夏(か)の部族
「……では、簡潔に。頌の部族は元々が、白龍ネルを祖霊と崇める部族。かつての部族間の闘いで、周辺部族を束ねてからは、うろくづの森に移り住み、よりその性格を強めた――ここまでは、宜しいだろうか?」
「お……おう。今のところ、まだ……ついて行けてると思うぞ?」
「亡きツォンカパ殿の遺言は、周辺諸部族の全てを束ね直し、白龍ネルの座す、この森を鎮護し、そのつがいであられるツモイ殿の言葉を聞き、共同歩調を取るように……と読み取ることができる」
「……あ、あぁ。……そうなんだ。特に今までと、何も変わらないんだな? なら、別に――」
そこまで俺が口にしたところで、クィンヒルデは、俺の言葉に割って入り
「申し訳ないが、我が夏の部族は、この時点をもって盟を解消し、頌の部族との闘諍を所望する」
そんなことを告げた――
「……つまり、どーゆうこと?」
火に集まった全ての者が、ザワつく中。
ただ一人、俺だけが――ことの成り行きを、まるで理解できていなかった。
* * *
「簡単な話だ。
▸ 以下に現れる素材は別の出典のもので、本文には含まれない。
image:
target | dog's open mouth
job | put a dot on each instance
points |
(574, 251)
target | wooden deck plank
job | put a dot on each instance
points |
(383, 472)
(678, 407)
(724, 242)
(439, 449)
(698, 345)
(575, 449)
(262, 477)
ツモイ殿」クィンヒルデは、その凛と響く声で
「我ら夏の部族は、頌の部族が祖霊と崇める、白龍ネルなどに興味は無い」
――湧き上がる村の皆の、怒気を孕んだ、どよめき。
「故に、そのつがいと噂されるツモイ殿、そなたに我が部族の命運を委ねるつもりもない」
(まぁ……それは別にね。俺なんて、どこの馬の骨だよ? って、お話な訳ですし)
「彼のツォンカパ殿には、礼は尽くして来た……が――」
「……成程、頌の部族の指導者が代わった今。これを機に……夏の部族だっけ? あんたらが、取って代わろうと……そんな所か? ――それで? そちらの要求は何なんだ?」
夏:⇨中国の王朝名にもありますが、意味は
「豪壮な」「強壮な」と言った意味の様です。
彼の国の原潜にもつけられたところから、
そんな所かも知れません。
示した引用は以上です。